Jonas-
Being an owner of TWO B's, several WDs, WCs, and D17... and a Kubota BX, and a homemade loader based on the 'wide frame' IH Cub Cadet, I'll make the following recommendations:
The B is a wonderful little chore tractor, but NOT for a loader... exactly for the reasons above.
The WC, WD, and WD45 would be better, the D17 is best... but...
If you want a serious tool, you'll want the following:
Full hydraulic in both directions (Meaning, no 'trip bucket', and no 'single acting' cylinders... you want to be able to curl the bucket to any angle, and to be able to apply downforce, as well as lift).
Full 'live' hydraulics... meaning... if the engine is running, you've got hydraulic power that is NOT interrupted by shifting and clutching
Hydrostatic drive, from a foot treadle. Operating a loader means constant direction changes... and gear slinging and clutching take up a foot, and a hand, and lots of energy and repetetive motion. A foot treadle that controls speed and direction RULES!
Full hydraulic power steering, with the steering ram attached to the AXLE, not the frame, and no funky linkages between the frame and a steering knuckle. When the steering cylinders act directly on the knuckles, slop between the frame and axle pivot, and any other linkages, does not exist, so steering is MUCH more responsive.
Lots of rearend ballast. Figure out how much you'll need, and add more, and leave capacity for more.
Driven front axle. ONLY engage it when you're in DIRE straits, because you would otherwise find yourself doing things that HIDE from you the warning signs of impending danger... like driving around with too heavy a load, way up high.

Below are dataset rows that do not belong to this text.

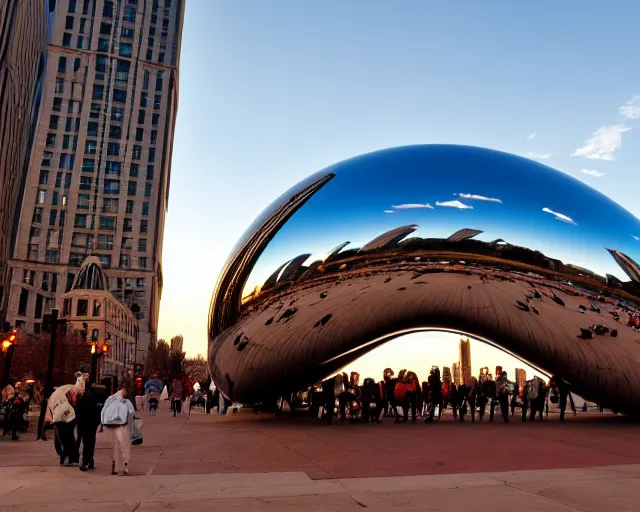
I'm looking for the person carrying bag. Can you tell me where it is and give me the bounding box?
[100,385,135,475]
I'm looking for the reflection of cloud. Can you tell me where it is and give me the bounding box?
[571,124,631,160]
[580,169,607,178]
[458,194,502,203]
[527,151,551,160]
[620,94,640,119]
[436,200,473,210]
[392,203,433,210]
[542,208,575,224]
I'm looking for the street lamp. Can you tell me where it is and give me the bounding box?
[0,329,18,389]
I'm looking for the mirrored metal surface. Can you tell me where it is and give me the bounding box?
[209,145,640,413]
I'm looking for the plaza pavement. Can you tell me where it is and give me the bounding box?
[0,410,640,512]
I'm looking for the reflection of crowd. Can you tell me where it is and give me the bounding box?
[310,366,575,424]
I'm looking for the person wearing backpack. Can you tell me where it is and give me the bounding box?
[496,371,513,423]
[522,377,540,422]
[100,384,135,475]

NO DIFFERENTIAL LOCK. Get independant right-left brakes INSTEAD. Diff lock, particularly with lots of counterweight, puts the differential under massive stress when you're making a turn... and the mechanisms (when mechanical) will frequently stay stuck in 'lock'. In the case of the BX-series, the locking pins (hardened steel) fracture, and send chunks into the bottom of the transaxle, which are then shoved through the aluminum casting, and joined on the ground, with all your hydrostatic fluid. In contrast, separate right-left brakes will allow you to 'manage' wheelslip AND improve steering, without putting expensive hard-parts at risk.
A weight box that hangs on the 3 point, has lots of weight in the bottom, and a covered tray for tools in the top, and hooks on the sides for chains. You'll need long and short chains.
ROPS, with forward and rear-facing LED floodlights. A removable canopy, and removable clear curtains that hang down to waist level, is great in winter wind...
Tire chains, that easily attach even with wheel weights in place. Yes, you'll have wheel weights. Probably Beet Juice in the tires, too. Did I mention weight?
Foam fill the front tires. You don't have to initially, but eventually, you'll want to. Flat steer tires on a loader, particularly in the winter, or in mud... really suck...
Don't drill or torch holes in the bucket, but DO weld three chain-hooks to the top edge stiffening-brace... one on each end, and one on the middle. If you don't know why, you'll learn fast! ;-)
If you get one that is small enough to be trailerable, get a dump trailer big enough to drive it in, and curl the bucket around the front (to hold it in place), and still close and lock the gate. Make sure the trailer, and tow vehicle have capacity to handle it.
Once you have a good utility tractor with loader, and a dump trailer and truck, you will be able to accomplish things you couldn't DREAM of, and you'll be able to do it FAST... and you won't regret it for a minute!!! 
------------- Ten Amendments, Ten Commandments, and one Golden Rule solve most every problem. Citrus hand-cleaner with Pumice does the rest.